Migranti, Nordio: «L’accordo di Dublino va rivisto. L’Italia non può essere l’unico approdo»
«La linea del governo è sacrosanta. Dobbiamo mandare a tutti il messaggio che l’Italia non è, o almeno non è più, l’unico principale stato di approdo dei migranti, che poi ne curi la permanenza». Carlo Nordio è ministro della Giustizia, ma non si tira certo indietro se c’è da sfrontare la questione migranti. Tanto più che essa va ad impattare sul suo dicastero se si prende in considerazione la popolazione carceraria, la cui percentuale di immigrati – ricorda il Guardasigilli in un’intervista al Messaggero – «arriva talvolta al cinquanta per cento» per alcuni tipi di reati.
Nordio intervistato dal Messaggero
Che fare, dunque? Nordio non ha dubbi: modificare gli accordi di Dublino. Anche perché ormai sono diventati carta straccia. «Se l’accordo di Dublino fosse applicato davvero – spiega il ministro -, i migranti raccolti dalle navi Ong straniere dovrebbero esse portati, magari dopo i primi soccorsi urgenti, negli stati di bandiera delle imbarcazioni, perché quello è lo Stato di primo accesso». In proposito Nordio cita il diritto internazionale e l’articolo 4 del codice penale, secondo cui le navi «sono Stati che galleggiano». Ma finora questo principio aureo non ha trovato applicazione pratica. In più, sottolinea il Guardasigilli, la firma in calce all’accordo di Dublino risale a «quando questa problematica era molto diversa».

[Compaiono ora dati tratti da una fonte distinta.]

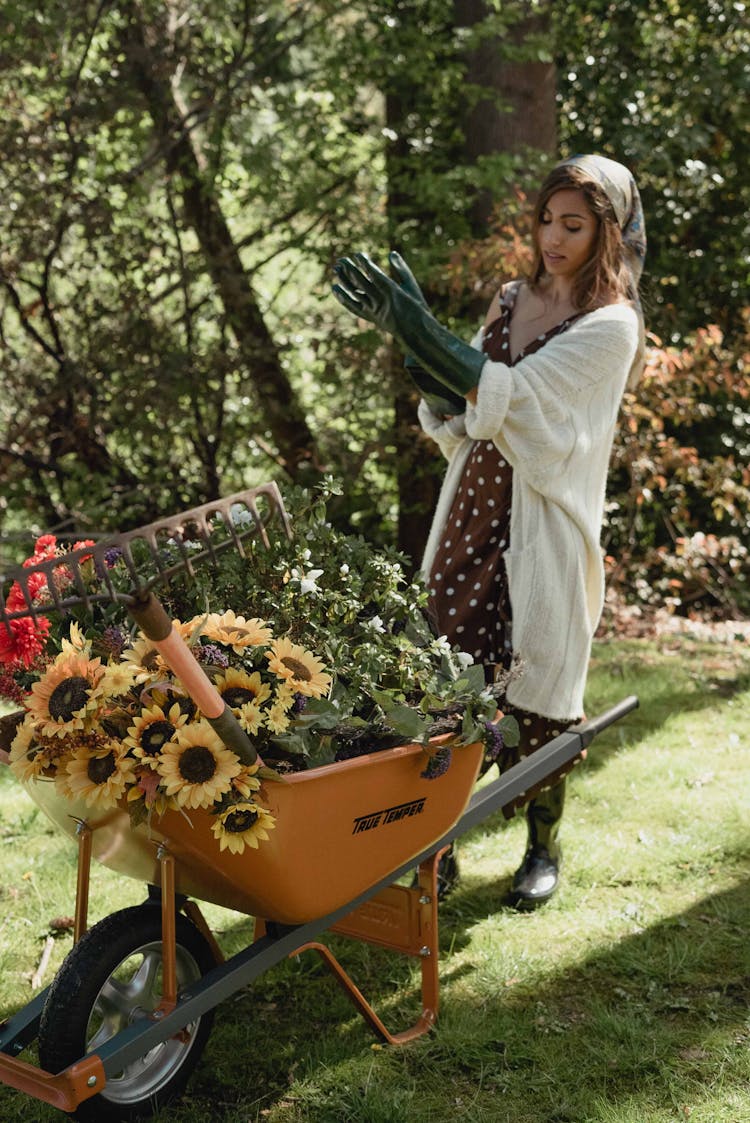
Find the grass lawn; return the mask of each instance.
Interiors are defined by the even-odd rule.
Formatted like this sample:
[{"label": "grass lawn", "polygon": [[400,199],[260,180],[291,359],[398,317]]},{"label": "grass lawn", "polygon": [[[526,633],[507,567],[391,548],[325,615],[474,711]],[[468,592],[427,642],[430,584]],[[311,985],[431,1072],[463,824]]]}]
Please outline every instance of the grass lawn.
[{"label": "grass lawn", "polygon": [[[441,1013],[375,1042],[306,955],[217,1011],[188,1092],[161,1123],[750,1123],[750,647],[599,642],[587,711],[640,708],[569,781],[564,879],[539,912],[502,904],[524,823],[460,842],[441,911]],[[0,770],[0,1012],[24,1005],[50,921],[73,911],[74,849]],[[92,922],[143,899],[97,868]],[[206,907],[225,951],[252,922]],[[333,941],[389,1028],[418,1013],[418,968]],[[44,984],[71,946],[55,941]],[[31,1053],[33,1057],[33,1053]],[[58,1112],[0,1088],[0,1119]],[[114,1116],[113,1116],[114,1118]]]}]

«La crisi con la Francia rientrerà»
Anche in questo caso Nordio ricorda due pilastri del diritto internazionale: «Pacta sunt servanda» e, soprattutto, «rebus sic stantibus», ossia se cambiano le condizioni, si cambiano gli accordi. Principi basici che il ministro non mancherà di evidenziare nel corso della missione che a giorni svolgerà in Francia, dove incontrerà il suo omologo d’Oltralpe. La situazione tra Roma e Parigi è tesa come non mai proprio per la questione migranti. Ma Nordio non è pessimista. «La Francia – ricorda – è un grandissimo paese amico, e Napoleone era in realtà un italiano». Quanto agli screzi attuali, minimizza: «Le liti, vere o costruite, avvengono più spesso proprio tra affini. L’ira degli amanti è l’integrazione dell’amore».